Par la suite, même pendant la crise des missiles de Cuba à l'automne 1962, Moscou craignait des « pressions » sur Ankara à propos du détroit et de la Convention de Montreux. Cela, comme le craignait le Kremlin, pourrait provoquer une augmentation de la présence militaire des États-Unis et, en général, de l'OTAN dans la région de la mer Noire. Dans le même temps, les navires de l'OTAN, dont la Turquie, ont violé au moins 30 fois les conditions militaires de la Convention de Montreux au cours des années suivantes.
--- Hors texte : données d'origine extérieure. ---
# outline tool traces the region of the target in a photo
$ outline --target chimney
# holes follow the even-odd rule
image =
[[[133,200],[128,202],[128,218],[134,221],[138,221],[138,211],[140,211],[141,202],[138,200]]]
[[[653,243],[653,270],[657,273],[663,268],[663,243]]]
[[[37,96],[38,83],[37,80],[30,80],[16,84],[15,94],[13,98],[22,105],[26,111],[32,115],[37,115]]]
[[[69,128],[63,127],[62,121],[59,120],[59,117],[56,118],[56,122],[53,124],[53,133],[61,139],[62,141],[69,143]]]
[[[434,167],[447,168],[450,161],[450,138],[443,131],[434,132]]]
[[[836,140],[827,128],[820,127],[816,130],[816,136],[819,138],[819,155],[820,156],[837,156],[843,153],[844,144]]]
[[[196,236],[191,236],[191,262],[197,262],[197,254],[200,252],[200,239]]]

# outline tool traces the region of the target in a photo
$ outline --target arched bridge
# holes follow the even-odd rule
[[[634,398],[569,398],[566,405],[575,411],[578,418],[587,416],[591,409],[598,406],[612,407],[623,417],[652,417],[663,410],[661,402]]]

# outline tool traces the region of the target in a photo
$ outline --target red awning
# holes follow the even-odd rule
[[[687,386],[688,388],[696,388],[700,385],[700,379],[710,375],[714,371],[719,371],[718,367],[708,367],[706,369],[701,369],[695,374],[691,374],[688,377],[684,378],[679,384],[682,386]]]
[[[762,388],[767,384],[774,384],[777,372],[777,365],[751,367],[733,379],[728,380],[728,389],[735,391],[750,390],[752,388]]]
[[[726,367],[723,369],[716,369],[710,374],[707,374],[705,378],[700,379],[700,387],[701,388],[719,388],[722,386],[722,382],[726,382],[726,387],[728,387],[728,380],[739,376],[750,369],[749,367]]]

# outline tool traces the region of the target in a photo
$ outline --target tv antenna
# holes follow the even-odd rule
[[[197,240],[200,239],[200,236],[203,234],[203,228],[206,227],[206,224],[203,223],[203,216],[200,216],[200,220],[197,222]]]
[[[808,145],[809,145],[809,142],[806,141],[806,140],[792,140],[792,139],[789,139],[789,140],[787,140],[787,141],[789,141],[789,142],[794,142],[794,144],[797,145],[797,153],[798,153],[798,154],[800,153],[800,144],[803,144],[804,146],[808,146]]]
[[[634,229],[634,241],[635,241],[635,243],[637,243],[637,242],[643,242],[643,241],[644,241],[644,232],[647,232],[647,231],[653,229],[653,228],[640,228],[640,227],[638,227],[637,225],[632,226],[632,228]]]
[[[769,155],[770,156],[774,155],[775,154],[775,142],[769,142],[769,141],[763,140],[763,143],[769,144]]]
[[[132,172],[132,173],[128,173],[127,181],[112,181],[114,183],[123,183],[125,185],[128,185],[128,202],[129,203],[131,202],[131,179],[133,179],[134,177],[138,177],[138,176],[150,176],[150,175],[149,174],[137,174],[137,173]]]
Cependant, si Moscou et ses alliés balkaniques ont réagi à cela, ce n'est que par la voie diplomatique. Cependant, la Roumanie, où ils n'aiment vraiment pas être classés dans les rangs des pays des Balkans, n'a pratiquement pas réagi du tout. Pourquoi s'étonner si même l'adhésion à l'Organisation du Traité de Varsovie à Bucarest ne se cachait pas, considérée comme un lourd fardeau.